A recent survey found that 36% of expats are raising their children to speak three or more languages.

The survey, which was conducted last year by Munich-based group InterNations, found that 50% of expat children were being raised bilingually. Only 14% of these children can speak just one language.

It makes sense. A move to another country will see children being schooled in the official languages of that country. 

Why is it so easy for people to learn another language when they leave their home country? It’s because they have to.

Expats who end up in rural areas learn the local language very quickly.

Just ask anyone who needs to catch a taxi to their home in a small town in China, or the person who is allergic to peanuts in Thailand, or that guy – you know who you are – who needs to find a beer in Saudi Arabia.

When the need is there, suddenly learning another language doesn’t become such a schlep.

That need is certainly there in South Africa. And the government is making it easier – and hopefully compulsory.

Earlier this month, Basic Education Minister Angie Motshekga announced the roll-out of the Incremental Introduction of African Languages to more than 3 500 schools across the country.

“Through the promotion of African languages, we can address some aspects of social cohesion.

As a country, we will better communicate and understand each other, if we understand those cultural and language idiosyncrasies that at times isolate us in our own land,” she said during her department’s budget vote speech in Parliament.

It’s surprising that this project has taken so long to implement. The fact that it’s only going to be implemented in 3 500 of the country’s 25 000 schools is disappointing.

But we have to start somewhere, and it’s never too early.

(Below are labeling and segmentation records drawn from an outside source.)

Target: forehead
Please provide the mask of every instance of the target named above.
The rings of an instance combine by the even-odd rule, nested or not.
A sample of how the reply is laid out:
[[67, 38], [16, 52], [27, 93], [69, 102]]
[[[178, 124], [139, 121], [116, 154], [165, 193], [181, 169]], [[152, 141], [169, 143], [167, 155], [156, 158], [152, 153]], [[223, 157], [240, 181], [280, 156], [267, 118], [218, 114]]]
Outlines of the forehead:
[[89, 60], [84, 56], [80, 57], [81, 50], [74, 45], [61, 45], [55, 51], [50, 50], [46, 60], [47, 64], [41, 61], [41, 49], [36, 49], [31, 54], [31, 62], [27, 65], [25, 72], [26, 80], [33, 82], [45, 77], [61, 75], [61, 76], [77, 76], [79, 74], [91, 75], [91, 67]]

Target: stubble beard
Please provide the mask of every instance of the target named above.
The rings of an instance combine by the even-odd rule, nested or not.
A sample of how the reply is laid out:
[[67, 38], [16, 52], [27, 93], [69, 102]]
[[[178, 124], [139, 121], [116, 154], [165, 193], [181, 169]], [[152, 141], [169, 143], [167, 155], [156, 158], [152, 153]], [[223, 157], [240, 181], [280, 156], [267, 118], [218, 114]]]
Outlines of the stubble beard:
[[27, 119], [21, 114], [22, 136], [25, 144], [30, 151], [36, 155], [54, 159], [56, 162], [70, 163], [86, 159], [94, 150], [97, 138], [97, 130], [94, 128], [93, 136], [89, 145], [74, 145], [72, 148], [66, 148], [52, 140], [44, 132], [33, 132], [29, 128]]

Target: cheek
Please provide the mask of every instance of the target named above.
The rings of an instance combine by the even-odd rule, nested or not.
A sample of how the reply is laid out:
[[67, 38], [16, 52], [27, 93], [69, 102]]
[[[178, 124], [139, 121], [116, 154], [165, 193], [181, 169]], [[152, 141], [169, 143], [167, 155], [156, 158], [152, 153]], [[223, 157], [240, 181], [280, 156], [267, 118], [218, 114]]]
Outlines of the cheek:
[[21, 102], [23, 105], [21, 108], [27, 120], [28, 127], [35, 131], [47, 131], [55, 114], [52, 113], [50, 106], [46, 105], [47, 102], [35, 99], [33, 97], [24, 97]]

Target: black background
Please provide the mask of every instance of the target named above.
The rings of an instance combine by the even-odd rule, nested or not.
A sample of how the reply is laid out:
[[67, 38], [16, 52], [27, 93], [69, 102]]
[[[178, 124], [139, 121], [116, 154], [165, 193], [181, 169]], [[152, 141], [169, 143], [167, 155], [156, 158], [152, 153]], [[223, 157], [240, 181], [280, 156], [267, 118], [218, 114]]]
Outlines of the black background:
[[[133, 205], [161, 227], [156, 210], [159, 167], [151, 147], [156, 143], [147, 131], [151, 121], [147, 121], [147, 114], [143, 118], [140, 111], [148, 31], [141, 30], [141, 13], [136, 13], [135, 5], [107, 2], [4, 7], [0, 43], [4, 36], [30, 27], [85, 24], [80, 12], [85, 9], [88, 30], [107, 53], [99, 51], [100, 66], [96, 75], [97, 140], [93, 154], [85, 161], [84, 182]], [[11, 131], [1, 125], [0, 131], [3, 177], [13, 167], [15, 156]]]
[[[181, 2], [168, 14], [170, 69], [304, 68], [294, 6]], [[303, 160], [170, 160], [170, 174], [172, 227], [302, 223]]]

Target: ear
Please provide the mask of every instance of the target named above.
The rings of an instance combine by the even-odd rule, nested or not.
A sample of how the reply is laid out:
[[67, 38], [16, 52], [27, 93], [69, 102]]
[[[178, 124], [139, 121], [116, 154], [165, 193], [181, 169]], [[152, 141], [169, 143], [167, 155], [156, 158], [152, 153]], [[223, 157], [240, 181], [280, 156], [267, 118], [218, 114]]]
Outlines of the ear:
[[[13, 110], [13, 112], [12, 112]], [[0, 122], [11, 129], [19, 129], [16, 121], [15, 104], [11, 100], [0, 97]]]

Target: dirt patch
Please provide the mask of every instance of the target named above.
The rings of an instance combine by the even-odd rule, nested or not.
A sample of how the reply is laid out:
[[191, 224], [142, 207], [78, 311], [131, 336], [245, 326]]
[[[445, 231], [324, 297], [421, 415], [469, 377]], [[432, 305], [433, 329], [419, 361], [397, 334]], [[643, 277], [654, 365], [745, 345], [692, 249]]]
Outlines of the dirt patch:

Research suggests that children who learn a second language “store that capacity, together with their native language, in one sector of the brain, whereas adult language learners store each new language learned in a separate area”.

This supports the argument that various languages should be included in the primary school curriculum.

Children, according to Dr Susan Curtiss, professor of linguistics at UCLA, “can learn as many spoken languages as you can allow them to hear systematically and regularly at the same time. Children just have this capacity. There doesn’t seem to be any detriment to developing several languages at the same time.”

This certainly supports the view that separating young children according to language isn’t necessarily the best way to do things.

It may be the easy way out for many adults, but children need to know how good other languages are for them.

And South Africans have their pick of 11 official ones – an incredible home-ground advantage.

It’s time to pick them up and run with them, instead of relegating them to the sidelines of school curriculums.